This PR adds support for generating the `AggregateHashMap` class in `TungstenAggregate` if the aggregate group by keys/value are of `LongType`. Note that currently this generate aggregate is not actually used.
NB: This currently only supports `LongType` keys/values (please see `isAggregateHashMapSupported` in `TungstenAggregate`) and will be generalized to other data types in a subsequent PR.
## How was this patch tested?
Manually inspected the generated code.

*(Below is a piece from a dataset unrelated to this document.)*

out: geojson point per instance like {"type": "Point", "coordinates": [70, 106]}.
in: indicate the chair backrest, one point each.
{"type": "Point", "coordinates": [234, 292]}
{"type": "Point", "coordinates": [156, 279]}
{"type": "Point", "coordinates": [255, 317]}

This is what the generated map looks like for 2 keys:
```java
/* 068 */ public class agg_GeneratedAggregateHashMap {
/* 069 */ private org.apache.spark.sql.execution.vectorized.ColumnarBatch batch;
/* 070 */ private int[] buckets;
/* 071 */ private int numBuckets;
/* 072 */ private int maxSteps;
/* 073 */ private int numRows = 0;
/* 074 */ private org.apache.spark.sql.types.StructType schema =
/* 075 */ new org.apache.spark.sql.types.StructType()
/* 076 */ .add("k1", org.apache.spark.sql.types.DataTypes.LongType)
/* 077 */ .add("k2", org.apache.spark.sql.types.DataTypes.LongType)
/* 078 */ .add("sum", org.apache.spark.sql.types.DataTypes.LongType);
/* 079 */
/* 080 */ public agg_GeneratedAggregateHashMap(int capacity, double loadFactor, int maxSteps) {
/* 081 */ assert (capacity > 0 && ((capacity & (capacity - 1)) == 0));
/* 082 */ this.maxSteps = maxSteps;
/* 083 */ numBuckets = (int) (capacity / loadFactor);
/* 084 */ batch = org.apache.spark.sql.execution.vectorized.ColumnarBatch.allocate(schema,
/* 085 */ org.apache.spark.memory.MemoryMode.ON_HEAP, capacity);
/* 086 */ buckets = new int[numBuckets];
/* 087 */ java.util.Arrays.fill(buckets, -1);
/* 088 */ }
/* 089 */
/* 090 */ public agg_GeneratedAggregateHashMap() {
/* 091 */ new agg_GeneratedAggregateHashMap(1 << 16, 0.25, 5);
/* 092 */ }
/* 093 */
/* 094 */ public org.apache.spark.sql.execution.vectorized.ColumnarBatch.Row findOrInsert(long agg_key, long agg_key1) {
/* 095 */ long h = hash(agg_key, agg_key1);
/* 096 */ int step = 0;
/* 097 */ int idx = (int) h & (numBuckets - 1);
/* 098 */ while (step < maxSteps) {
/* 099 */ // Return bucket index if it's either an empty slot or already contains the key
/* 100 */ if (buckets[idx] == -1) {
/* 101 */ batch.column(0).putLong(numRows, agg_key);
/* 102 */ batch.column(1).putLong(numRows, agg_key1);
/* 103 */ batch.column(2).putLong(numRows, 0);
/* 104 */ buckets[idx] = numRows++;
/* 105 */ return batch.getRow(buckets[idx]);
/* 106 */ } else if (equals(idx, agg_key, agg_key1)) {
/* 107 */ return batch.getRow(buckets[idx]);
/* 108 */ }
/* 109 */ idx = (idx + 1) & (numBuckets - 1);
/* 110 */ step++;
/* 111 */ }
/* 112 */ // Didn't find it
/* 113 */ return null;
/* 114 */ }
/* 115 */
/* 116 */ private boolean equals(int idx, long agg_key, long agg_key1) {
/* 117 */ return batch.column(0).getLong(buckets[idx]) == agg_key && batch.column(1).getLong(buckets[idx]) == agg_key1;
/* 118 */ }
/* 119 */
/* 120 */ // TODO: Improve this Hash Function
/* 121 */ private long hash(long agg_key, long agg_key1) {
/* 122 */ return agg_key ^ agg_key1;
/* 123 */ }
/* 124 */
/* 125 */ }
```
Author: Sameer Agarwal <sameer@databricks.com>
Closes #12161 from sameeragarwal/tungsten-aggregate.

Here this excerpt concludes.